And so it was to a large extent across the Atlantic. UCLA and Sociology went together like pork and beans. Except the Americans produced the curiosity that never survived in Britain; a right-wing sociologist. Robert Nisbet was schooled on Edmund Burke and de Tocqueville rather than Max Weber or Karl Marx. And he had the temerity to write
The greatest single revolution of the last century in the political sphere has been the transfer of effective power over human lives from the constitutionally visible offices of government, the nominally sovereign offices, to the vast network that has been brought into being in the name of protection of the people from their exploiters.
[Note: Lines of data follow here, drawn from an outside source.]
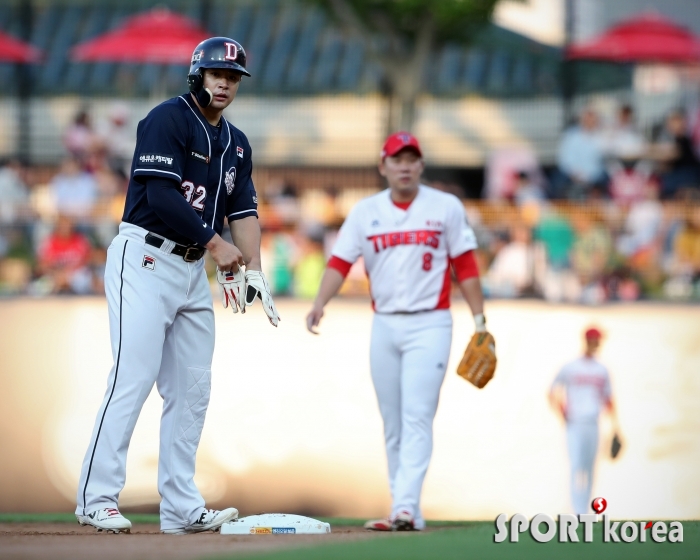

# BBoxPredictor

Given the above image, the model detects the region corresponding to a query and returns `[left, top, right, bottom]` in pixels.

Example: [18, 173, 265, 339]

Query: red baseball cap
[584, 327, 603, 340]
[380, 132, 423, 159]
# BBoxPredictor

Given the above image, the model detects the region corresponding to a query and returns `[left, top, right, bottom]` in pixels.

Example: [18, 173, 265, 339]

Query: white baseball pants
[566, 420, 598, 515]
[76, 223, 214, 529]
[370, 309, 452, 529]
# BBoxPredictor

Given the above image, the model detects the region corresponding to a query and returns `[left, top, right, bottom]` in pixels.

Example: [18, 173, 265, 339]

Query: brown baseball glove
[457, 331, 496, 389]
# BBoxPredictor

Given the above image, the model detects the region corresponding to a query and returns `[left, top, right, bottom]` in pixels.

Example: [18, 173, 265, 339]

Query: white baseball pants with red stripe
[370, 309, 452, 529]
[76, 223, 214, 529]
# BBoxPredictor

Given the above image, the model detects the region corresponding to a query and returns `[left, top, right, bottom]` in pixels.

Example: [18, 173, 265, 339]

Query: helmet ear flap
[187, 70, 204, 93]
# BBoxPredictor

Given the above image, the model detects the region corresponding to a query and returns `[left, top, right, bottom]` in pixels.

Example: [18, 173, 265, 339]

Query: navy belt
[146, 233, 206, 262]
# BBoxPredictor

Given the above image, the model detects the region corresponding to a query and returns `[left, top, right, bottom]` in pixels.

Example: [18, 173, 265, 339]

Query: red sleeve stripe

It is this kind of power that Justice Brandeis warned against in a decision nearly half a century ago: "Experience should teach us to be most on guard to protect liberty when the governments' purposes are beneficent. Men born to freedom are naturally alert to repel invasion of their liberty by evil-minded rulers. The greatest dangers to liberty lurk in insidious encroachments by men of zeal, well-meaning but without understanding."In fact, if there's one essay I would urge you to read this year, if you're not already familiar with it, it's Nisbet's 1976 "The New Despotism". Not only does it stand the test of time, but it sets out clearly, succinctly and unambiguously the ideals and the threats that are more significant than ever and that have brought many true Liberals together on 'Orphans of Liberty'.
As for sociology, it is so equated with the evils of Rousseau, Marx, Central Statism and the tyranny of Welfarism backed by the law (see Booker's various columns) that it's out of tune with both Blue Labour and Blond's Red Tories, both of which movements are communitarian rather than Statist, local rather than central, horizontal rather than vertical in approach.